In September the Cyberspace Administration of China (CAC) announced a three-year plan to regulate predictive algorithms, and Chinese companies scrambled to comply with new regulations. News of the plan came on the heels of two other stringent policies – the Data Security Law (DSL) and Personal Information Protection Law (PIPL) – which were passed earlier this year and came into full effect in November.
China’s push for data security and algorithmic governance should be viewed as a new chapter in the country’s storied attempts to regulate the technology sector. In all likelihood, these moves will minimally affect state security bureaus’ data collection capabilities, but will create steep compliance costs for internet companies that could hamper the state’s long-term development goals.
The DSL is designed to curtail invasive data collection by Chinese tech companies. Specifically, it restricts the collection of data by Chinese companies within and outside of China that may “harm the national security or public interests of the PRC.” Given the ambiguous nature of the law, many Chinese companies have erred on the side of over-compliance, rather than risk facing exorbitant penalties – which range from $1,000 to over $150,000, and may result in the suspension or revocation of a business’ license.
The PIPL imposes even more day-to-day compliance costs on Chinese tech companies that work with personal data. Under the law, Chinese companies are now obligated to create cybersecurity teams, conduct training sessions, and classify data according to the potential for national security threat. The sweeping regulatory framework consists of 74 articles, and it applies to any company that handles individual Chinese citizens’ personal information.
Taken collectively, the DSL and PIPL should be viewed as a new chapter in Beijing’s push to regulate the Chinese technology sector. At first glance, the steep limits they place on data collection stand at odds with Beijing’s long-standing ambition to become the world leader in AI by 2030. But the laws’ long-term effects will hinge on two hotly debated questions about how China’s national tech champions interact with the state.
The first question is whether the new regulations will actually apply to China’s “national AI champions,” or whether the special relationship between big tech and the state might exempt them from the most onerous requirements.

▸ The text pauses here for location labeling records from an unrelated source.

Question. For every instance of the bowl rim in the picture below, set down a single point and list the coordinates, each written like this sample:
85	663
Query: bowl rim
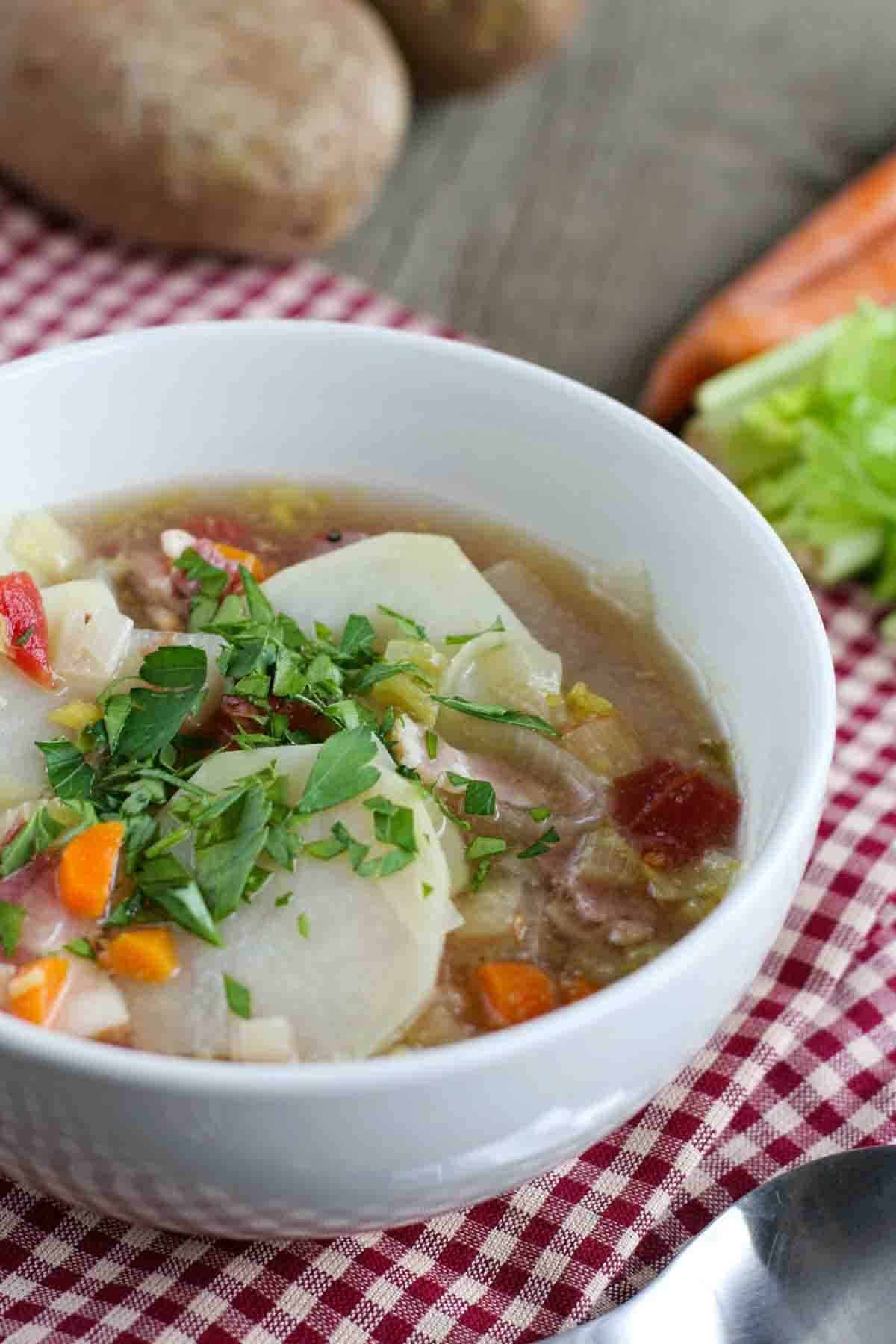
184	1075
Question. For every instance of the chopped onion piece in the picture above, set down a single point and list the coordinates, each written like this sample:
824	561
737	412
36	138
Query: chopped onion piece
45	547
264	1041
93	1006
175	542
87	635
507	670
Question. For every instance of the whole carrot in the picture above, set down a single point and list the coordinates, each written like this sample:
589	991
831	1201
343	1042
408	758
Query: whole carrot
844	252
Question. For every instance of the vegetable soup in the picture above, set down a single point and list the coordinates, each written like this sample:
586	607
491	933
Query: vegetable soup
296	773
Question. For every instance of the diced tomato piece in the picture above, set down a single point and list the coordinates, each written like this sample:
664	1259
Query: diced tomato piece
238	715
675	815
25	626
220	529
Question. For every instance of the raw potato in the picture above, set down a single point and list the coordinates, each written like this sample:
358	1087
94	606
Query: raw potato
453	45
255	128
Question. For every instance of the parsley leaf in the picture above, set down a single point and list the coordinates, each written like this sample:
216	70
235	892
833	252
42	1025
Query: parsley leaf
393	824
383	671
327	848
480	874
153	721
341	771
479	797
11	921
179	665
358	638
356	851
497	628
211	586
260	608
484	847
127	910
496	714
69	773
116	712
413	629
541	846
169	886
240	1001
34	838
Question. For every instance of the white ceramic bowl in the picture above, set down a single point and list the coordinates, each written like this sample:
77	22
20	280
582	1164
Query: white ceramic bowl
293	1151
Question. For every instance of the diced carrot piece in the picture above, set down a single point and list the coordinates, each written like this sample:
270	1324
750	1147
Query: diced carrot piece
87	868
246	558
35	989
576	988
512	991
147	954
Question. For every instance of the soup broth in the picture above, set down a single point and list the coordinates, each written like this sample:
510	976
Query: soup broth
328	773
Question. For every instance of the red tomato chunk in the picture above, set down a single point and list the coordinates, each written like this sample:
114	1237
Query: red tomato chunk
238	715
675	815
25	626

On the one hand, the Communist Party under Xi Jinping seems adamant about curtailing the massive power China’s tech companies have accumulated over the past decade, and is using these data governance regulations to reassert control. For their part, investors do expect China’s internet titans to take a hit. Immediately after the DSL was passed, the Hang Seng Tech index measured a 2.5 percent decrease in China’s largest internet and e-commerce stocks, to include those of Tencent and Alibaba, amounting to a loss equivalent to tens of billions of U.S. dollars. In the same month, when China’s most popular ride sharing app Didi Chuxing filed for an IPO on the New York Stock Exchange, Chinese regulators yanked it from app stores, citing violations of DSL’s data security regulations. The company has since lost 30 percent of users and seen its share value decline by more than 40 percent.
On the other hand, however, the Chinese government has historically relied on Chinese internet giants Baidu, Alibaba, and Tencent to aid in intelligence and police work, by collecting and processing troves of information these companies collect about Chinese netizens. Through Article 7 of China’s National Intelligence Law, Article 77 of the National Security Law, and Article 28 of the Cybersecurity Law, the government is able to deputize internet companies to assist with intelligence gathering. The codependent relationship between Baidu, Alibaba, Tencent, and Chinese security services could imply that China’s AI champions are too big to regulate.
But if they are subject to the full force of the DSL and PIPL, the second question is whether the limitations set out in these laws will materially limit Chinese tech giants’ ability to collect and process data at scale.
Neither the DSL nor PIPL constrains data collection by China’s state security apparatus – only internet and data companies. But it’s not clear to what extent state security offices rely on data collected data in-house or outsourced to these firms. If public security bureaus have immediate and unfiltered access to the collection platforms operated by private companies, as has been claimed about Huawei 5G platforms and Lenovo computers, then the government would have little incentive to spare Chinese AI companies from stringent restrictions on data collection.
But, because of their special relationship with the state, it’s possible that China’s internet companies will benefit from data collected and provided by Chinese security services to continue their AI development. Under the auspices of China’s national security and cybersecurity laws, Chinese businesses are compelled to work with the state’s security apparatus. Companies that handle data related to “national security” are further required to allow the Ministry of State Security access to their companies’ servers. Even if Baidu, Alibaba, and Tencent face data collection limitations, they could theoretically continue to rely on data provided by Chinese security services to fine-tune their AI products.
Although it’s not clear how exactly China’s large internet companies may be affected by new regulations on data and algorithms, the composition of China’s private tech industry will be fundamentally altered. The DSL and PIPL will make it substantially harder for existing businesses to continue operating with the same degree of autonomy they had enjoyed in the past, and may create steep barriers for new players hoping to enter China’s tech market.